A frenetic, but elegantly conceived, admixture of the most significant poetic and philosophical trends of the last decade -- digital media and information arts, multiculturalism, performance and sound poetry, and the return to subjective lyricism after the waning of deconstruction -- Shock Worker is one more unexpected twist in the career of Torres, a New York poet who was once associated with the performance poets of the Nuyorican cafè.

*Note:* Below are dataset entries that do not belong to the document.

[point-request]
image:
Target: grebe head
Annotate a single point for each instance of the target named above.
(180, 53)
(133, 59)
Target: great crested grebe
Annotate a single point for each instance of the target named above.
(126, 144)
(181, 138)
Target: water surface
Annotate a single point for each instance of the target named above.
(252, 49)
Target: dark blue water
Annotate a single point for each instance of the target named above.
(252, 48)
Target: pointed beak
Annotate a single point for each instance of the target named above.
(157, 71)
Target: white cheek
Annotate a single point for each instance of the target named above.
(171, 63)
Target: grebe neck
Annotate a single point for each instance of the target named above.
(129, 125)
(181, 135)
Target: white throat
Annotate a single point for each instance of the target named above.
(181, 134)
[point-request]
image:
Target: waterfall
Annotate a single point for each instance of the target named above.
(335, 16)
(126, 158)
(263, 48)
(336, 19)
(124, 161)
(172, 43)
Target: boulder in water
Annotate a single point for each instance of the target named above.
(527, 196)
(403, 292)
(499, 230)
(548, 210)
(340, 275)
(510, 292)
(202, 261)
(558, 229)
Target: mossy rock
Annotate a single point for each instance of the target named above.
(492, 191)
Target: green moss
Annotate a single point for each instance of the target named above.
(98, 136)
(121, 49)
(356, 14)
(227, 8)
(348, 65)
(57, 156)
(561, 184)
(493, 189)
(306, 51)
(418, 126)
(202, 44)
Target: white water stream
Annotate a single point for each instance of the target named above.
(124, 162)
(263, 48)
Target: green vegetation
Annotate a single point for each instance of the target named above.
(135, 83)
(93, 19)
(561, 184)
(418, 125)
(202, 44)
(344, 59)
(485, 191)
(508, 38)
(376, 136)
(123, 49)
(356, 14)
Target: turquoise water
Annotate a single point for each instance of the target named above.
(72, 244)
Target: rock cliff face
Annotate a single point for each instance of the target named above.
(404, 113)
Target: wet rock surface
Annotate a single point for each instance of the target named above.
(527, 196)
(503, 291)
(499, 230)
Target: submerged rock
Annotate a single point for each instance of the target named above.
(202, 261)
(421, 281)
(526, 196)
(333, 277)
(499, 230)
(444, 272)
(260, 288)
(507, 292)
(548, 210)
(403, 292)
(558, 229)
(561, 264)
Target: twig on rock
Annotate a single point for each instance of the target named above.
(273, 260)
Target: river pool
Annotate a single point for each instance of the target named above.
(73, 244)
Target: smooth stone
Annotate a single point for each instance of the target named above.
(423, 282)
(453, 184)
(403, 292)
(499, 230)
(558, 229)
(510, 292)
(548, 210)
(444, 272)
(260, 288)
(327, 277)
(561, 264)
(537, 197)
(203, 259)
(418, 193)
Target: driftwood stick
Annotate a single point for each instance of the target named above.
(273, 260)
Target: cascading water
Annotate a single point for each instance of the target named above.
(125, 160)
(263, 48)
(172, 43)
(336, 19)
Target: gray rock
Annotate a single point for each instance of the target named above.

Torres' slam heritage comes through strongly in his jangly, El Lissitsky -inspired graphics as each of its pages -- the delicately arrayed computer vomit of the series "I.E. Zagmm" in which bits of Spanish and English can be gleaned from its entropic sludge, or the Lettristic panels of "What What What Now," some of which look more like exploded eye charts or astrological diagrams for deviant religions than poems -- has an "in-your-face" quality that shouts over the crowd as much as seduces them with clever, unpretentious and agile displays of Quark acuity.
This isn't to say there aren't quiet moments -- the delicate lyric "Separatist Invasion" is a little mantra against the alienated sensibility:
There have been a thousand sightings
of people I used to know.
Separations of copies of
who it is they look like, backed up
by carbons of who they are...
The concert has happened
and all these people of me,
have still to go home.
[36]
Indeed, it is these lyrical elements that shape the main thematic of this book, a sort of diary of a New York poet in the tradition of Whitman and O'Hara who seems to be in bodily contact with everything -- people, things, noises, smells, and in this case letters -- and responds to this field of experience like a prophet in agony over the sense of the infinite he finds in a single flower -- but a whole lot funnier.
One might expect a ton of agitprop politics with his self-conscious overloading of verbal and visual effects, but the politics are in the process -- the poet moving forward in fleshly 3D, formatting his words graffiti-like on the page and asking in his inebriated digital creole: "Ever put the New in Yo?"